Bell AH-1 Cobra: The First Dedicated Attack Helicopter

During the Korean War, helicopters were used to insert troops into combat zones, to deliver arms, and to evacuate the wounded. During the Vietnam War this form of aerial transport evolved to become an "air cavalry" platform, rapidly ferrying infantry to where they were most needed, when they were needed. As U.S. military involvement in the Vietnamese conflict deepened, helicopters began to operate near enemy positions, and a need was seen to arm them with appropriate weaponry — thus was born the concept of the helicopter gunship.

As the Vietnam War escalated, the Bell UH-1 Huey was deployed in increasing numbers, primarily to serve in the roles of troop transport and medical evacuation. A Huey "gunship" model named UH-1C had gone into production in 1966. It was created by making simple modifications to the existing Huey design and arming it with side-door machine guns and rocket pods, but it lacked armament required to protect the crew and to survive in high-intensity combat.

The Cobra's speed advantage enabled it to dash ahead and soften up the landing zone before the troop-carrying helicopters arrived. Firing runs were made from several different directions, raking the area with rockets, mini-guns and grenades. Suppressive fire continued through the landing operation.

Back in 1962, a confidential Bell Helicopter project had created a conceptual design for what would come to be called an attack helicopter. The design incorporated a chin-mounted automatic grenade launcher, a ventral cannon and wing-mounted missile launchers. Its crew of two were arranged in tandem, giving the rotorcraft a slim frontal profile, making it a harder target to hit from the ground. The weapons operator sat lower than and in front of the pilot, providing the best possible fields of vision.
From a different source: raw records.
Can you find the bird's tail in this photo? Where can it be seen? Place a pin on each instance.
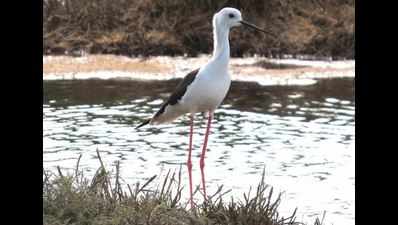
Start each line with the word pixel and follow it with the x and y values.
pixel 143 123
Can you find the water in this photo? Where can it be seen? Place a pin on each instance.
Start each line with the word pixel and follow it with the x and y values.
pixel 303 135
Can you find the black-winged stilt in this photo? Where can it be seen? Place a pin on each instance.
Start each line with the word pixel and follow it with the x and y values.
pixel 203 90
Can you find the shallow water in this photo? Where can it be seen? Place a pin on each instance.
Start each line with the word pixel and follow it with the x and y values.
pixel 304 136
In March 1966 an Army contract was awarded to a competing design from Lockheed. The Bell Helicopter Company focused its efforts on a comparatively light gunship design. The Army had already bought Huey models UH-1A through UH-1F, so Bell decided to position its offering as a modified UH-1, designated "UH-1G", and to offer its design as an interim platform to be used in the field while the Army waited for Lockheed to deliver production models.
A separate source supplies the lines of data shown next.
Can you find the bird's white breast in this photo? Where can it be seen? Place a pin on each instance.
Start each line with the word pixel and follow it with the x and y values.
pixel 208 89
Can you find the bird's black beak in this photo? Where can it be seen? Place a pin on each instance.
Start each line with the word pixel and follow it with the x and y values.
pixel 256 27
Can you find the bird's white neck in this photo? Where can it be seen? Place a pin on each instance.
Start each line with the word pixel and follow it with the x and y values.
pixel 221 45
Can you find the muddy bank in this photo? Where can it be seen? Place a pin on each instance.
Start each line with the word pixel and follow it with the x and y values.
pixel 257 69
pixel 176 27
In April 1966, the Army signed a production contract for 110 aircraft. Cobra was added to the UH-1's Huey nickname to produce the HueyCobra moniker. Since "UH" stands for "utility helicopter", the Army gave the new model the formal designation AH-1G HueyCobra, where the "A" stands for "Attack". The first HueyCobras arrived in Vietnam on August 29, 1967. Meanwhile, Lockheed’s projected ready-date steadily slipped forward — their project would finally be canceled in 1972.
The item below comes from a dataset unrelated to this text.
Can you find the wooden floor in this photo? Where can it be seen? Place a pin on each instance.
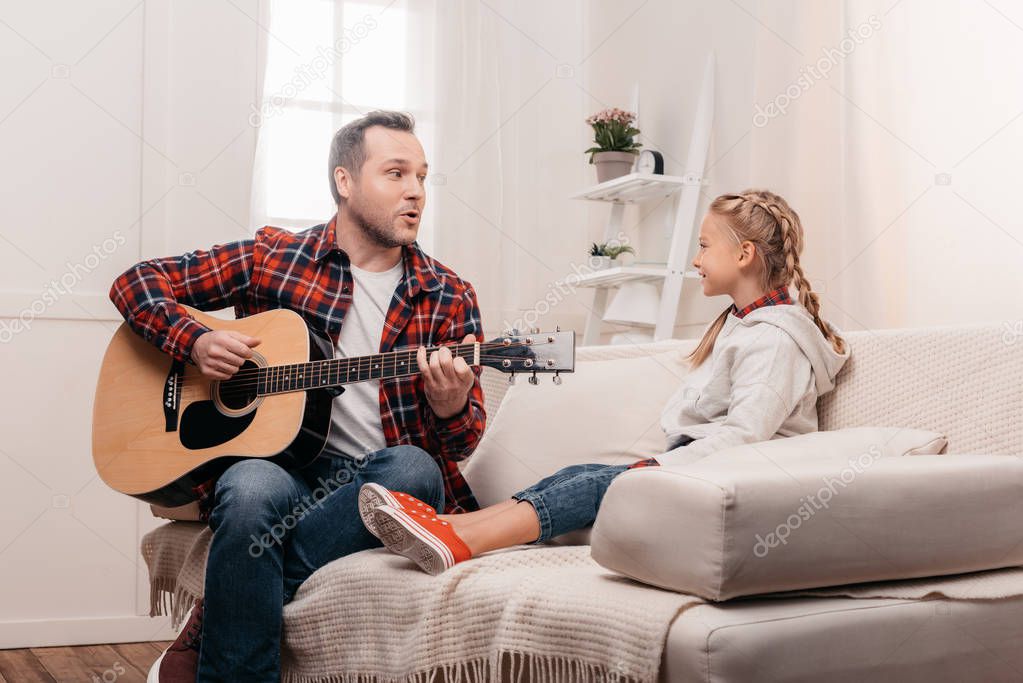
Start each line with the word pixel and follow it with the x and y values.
pixel 124 663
The slim silhouette and high-speed maneuverability of the Cobra gave it a high degree of combat survivability. Its simple electronic stability and control augmentation system improved maneuverability and assured accurate ordnance delivery.

The crewman in the rear seat was primarily responsible for maneuvering the aircraft while the man in the front controlled the weapons systems, although both had a full set of flight controls. The man upfront was the primary gunner, controlling the turret mounted beneath the forward fuselage, while the crewman in the back fired the rockets. In practice, the two were almost interchangeable: Sometimes one would go out flying in the front seat, but fly in the back seat on the return trip.

The cabin of the AH-1 Cobra was surrounded by armor plating, as were vital components such as the transmission. Cannons, grenade launchers or rotary machine guns called "miniguns" could be mounted on a turret beneath the chin. The turret could be pivoted to either side, as well as up and down, by the gunner in the front seat.

The attack helicopter had four hard-points beneath two "stub wings" placed at the sides of the fuselage. The stub wings provided no aerodynamic lift — they were added as a place to attach gun pods and rocket launchers, which were controllable by either crew member.

Another important mission was aerial rocket artillery. With over a ton of ordnance aboard, the Cobra had the firepower of a 38-round howitzer barrage and was able to deliver instant "fire for effect".

Cobra attack helicopters would escort troop-carrying UH-1 Hueys, to soften up enemy units waiting in ambush at the landing zone. The AH-1 would at times provide close air support for ground troops involved in combat situations, or loiter over contested regions, attacking targets of opportunity such as exposed enemy infantry. As the U.S. Army acquired experience in Vietnam, AH-1 Cobras began to be teamed with scout helicopters on hunter-killer missions to reveal and attack enemy positions. Such missions are described in 19 Minutes to Live - Helicopter Combat in Vietnam: A Memoir by Lew Jennings, among other unforgettable experiences.

Between 1967 and 1973, Bell Helicopter would build 1,116 AH-1s for the U.S. Army, and it served as the backbone of the Army's attack helicopter fleet during that epoch. About 300 Cobras were lost in Vietnam, with about a third of those lost in non-combat related accidents.